Both kinds involve costly geometrical computation, so we devised a mechanism that eliminates objects from consideration quickly. Crude boxing techniques that selects candidates by boxing Lat,Lon values work well only if the region of interest is shaped like a rectangle aligned with the Lat/Lon grid, but is less effective for other shapes, like those that contain the pole, or narrow stripes that have a high inclination to the primary great circles. The main idea is that we implement a coarse filter whose job is to reject all objects that are certain to fail the spatial constraint, and use the fine filter for only the few false positives. The goal is to make the coarse filter as good as possible but also as fast as possible.
In a database which has a user-defined function called AngularDistance and a table of Objects that have columns named ObjID, Lat and Lon, a simple query that selects objects within half a degree of a point Lon = 12, and Lat = -30 is as follows:
select ObjID from Objects o where o.AngularDistance(12, -20, o.Lon, o.Lat) < 0.5
The costly AngularDistance function would be evaluated for each object in the table.
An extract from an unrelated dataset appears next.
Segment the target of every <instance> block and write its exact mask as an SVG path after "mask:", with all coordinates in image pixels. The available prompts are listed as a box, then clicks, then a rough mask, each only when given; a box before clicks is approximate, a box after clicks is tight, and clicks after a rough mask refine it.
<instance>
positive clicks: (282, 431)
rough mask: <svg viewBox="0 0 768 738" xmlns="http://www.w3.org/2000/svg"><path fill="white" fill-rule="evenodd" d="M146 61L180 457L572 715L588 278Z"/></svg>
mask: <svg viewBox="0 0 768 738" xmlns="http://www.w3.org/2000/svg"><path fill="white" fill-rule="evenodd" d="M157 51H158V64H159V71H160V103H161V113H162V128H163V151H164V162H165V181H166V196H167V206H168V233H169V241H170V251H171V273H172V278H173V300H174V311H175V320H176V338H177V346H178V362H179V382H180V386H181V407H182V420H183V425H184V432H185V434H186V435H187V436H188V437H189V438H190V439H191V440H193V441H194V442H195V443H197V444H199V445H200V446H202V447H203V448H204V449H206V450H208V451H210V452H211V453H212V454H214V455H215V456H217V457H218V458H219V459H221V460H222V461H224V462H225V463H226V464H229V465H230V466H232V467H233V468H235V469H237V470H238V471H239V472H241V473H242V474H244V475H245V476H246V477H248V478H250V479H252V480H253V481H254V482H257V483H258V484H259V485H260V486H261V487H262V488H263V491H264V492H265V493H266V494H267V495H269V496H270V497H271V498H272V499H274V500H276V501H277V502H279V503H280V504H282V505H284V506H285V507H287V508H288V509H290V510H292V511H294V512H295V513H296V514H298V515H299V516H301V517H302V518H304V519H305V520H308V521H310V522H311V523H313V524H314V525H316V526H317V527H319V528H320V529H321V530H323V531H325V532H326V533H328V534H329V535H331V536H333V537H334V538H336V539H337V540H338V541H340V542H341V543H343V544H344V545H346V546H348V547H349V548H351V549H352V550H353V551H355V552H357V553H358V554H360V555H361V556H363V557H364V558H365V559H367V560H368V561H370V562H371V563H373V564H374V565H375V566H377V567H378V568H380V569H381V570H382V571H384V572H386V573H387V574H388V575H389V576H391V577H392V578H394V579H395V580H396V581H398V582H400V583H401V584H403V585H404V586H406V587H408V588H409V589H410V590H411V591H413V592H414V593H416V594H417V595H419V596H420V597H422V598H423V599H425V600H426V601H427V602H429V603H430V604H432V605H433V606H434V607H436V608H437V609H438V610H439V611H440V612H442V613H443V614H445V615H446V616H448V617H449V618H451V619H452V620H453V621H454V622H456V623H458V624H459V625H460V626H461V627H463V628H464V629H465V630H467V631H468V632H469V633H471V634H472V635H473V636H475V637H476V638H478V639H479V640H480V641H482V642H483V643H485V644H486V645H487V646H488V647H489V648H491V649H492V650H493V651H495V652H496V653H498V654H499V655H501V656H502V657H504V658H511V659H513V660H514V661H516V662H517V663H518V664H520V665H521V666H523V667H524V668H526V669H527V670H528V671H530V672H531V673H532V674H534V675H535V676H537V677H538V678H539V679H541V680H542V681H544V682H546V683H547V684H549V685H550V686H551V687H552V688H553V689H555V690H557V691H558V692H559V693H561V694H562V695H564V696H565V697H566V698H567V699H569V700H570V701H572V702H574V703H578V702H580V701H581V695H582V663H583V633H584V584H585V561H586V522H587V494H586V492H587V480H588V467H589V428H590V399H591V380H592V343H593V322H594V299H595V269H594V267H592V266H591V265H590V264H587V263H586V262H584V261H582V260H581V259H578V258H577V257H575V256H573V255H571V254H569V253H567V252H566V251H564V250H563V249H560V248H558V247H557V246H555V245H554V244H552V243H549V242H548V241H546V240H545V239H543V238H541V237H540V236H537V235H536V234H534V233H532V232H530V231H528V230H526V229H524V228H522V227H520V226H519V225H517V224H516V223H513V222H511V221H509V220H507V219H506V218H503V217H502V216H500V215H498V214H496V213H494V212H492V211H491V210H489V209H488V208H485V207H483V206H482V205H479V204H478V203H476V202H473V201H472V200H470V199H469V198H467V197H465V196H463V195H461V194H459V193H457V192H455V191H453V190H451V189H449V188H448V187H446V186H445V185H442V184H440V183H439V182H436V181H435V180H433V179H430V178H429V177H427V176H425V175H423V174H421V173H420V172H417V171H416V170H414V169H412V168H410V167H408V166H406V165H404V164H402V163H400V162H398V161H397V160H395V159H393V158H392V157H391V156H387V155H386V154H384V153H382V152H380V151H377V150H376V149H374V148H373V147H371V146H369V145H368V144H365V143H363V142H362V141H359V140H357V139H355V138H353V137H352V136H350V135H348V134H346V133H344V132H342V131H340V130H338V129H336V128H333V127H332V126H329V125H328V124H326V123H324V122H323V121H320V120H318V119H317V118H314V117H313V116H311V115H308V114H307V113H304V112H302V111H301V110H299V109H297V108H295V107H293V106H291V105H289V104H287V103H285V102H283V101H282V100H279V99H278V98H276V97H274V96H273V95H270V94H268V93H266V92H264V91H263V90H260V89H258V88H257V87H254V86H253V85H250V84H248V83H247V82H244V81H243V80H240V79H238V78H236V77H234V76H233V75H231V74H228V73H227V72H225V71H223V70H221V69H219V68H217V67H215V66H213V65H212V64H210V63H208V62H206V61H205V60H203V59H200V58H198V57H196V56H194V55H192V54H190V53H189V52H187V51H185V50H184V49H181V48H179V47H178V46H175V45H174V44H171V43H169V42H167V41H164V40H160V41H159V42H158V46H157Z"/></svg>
Instead, if we implemented the coarse filter as a function that produces a table that would be efficiently computable on the fly, then the query is augmented with a join as follows,
select ObjID from Objects o join CircleCover(12, -20, 0.5) c on o.HtmId between c.lo and c.hi AND AngularDistance(12, -20, o.Lon, o.Lat) < 0.5
The second example presumes the existence of a HtmID column and the CircleCover table-valued function that returns rows of low, high values that constrain the possible HtmId values. Only those objects that pass the first constraint are given to AngularDistance for the precise calculation. The function CircleCover here produces a table that represents a circular region of interest centered on the given location and radius. However, our methods are capable of expressing arbitrary shapes with the full richness of the Region-Convex-Halfpsace paradigm. The essence of the idea is that the inside of every trixel is turned into a range query in a database over the HtmId values. We can exploit the relational database engine's ability to use the HtmID as an index for very rapid operation.
With the advent of modern silicon-based detectors, the way observational science is done is changing rapidly. To take full advantage of the avalanche of data, we need scalable information systems that provide reliable access via interoperable interfaces and efficient search capabilities. For a low-cost scientific data analysis infrastructure, all of the above components are required at the same time. Our approach is to wed state-of-the-art database and internet technologies to novel algorithmic developments to enable fast and seamless access to collaborative science archives. The framework serves both Earth and Space Sciences community.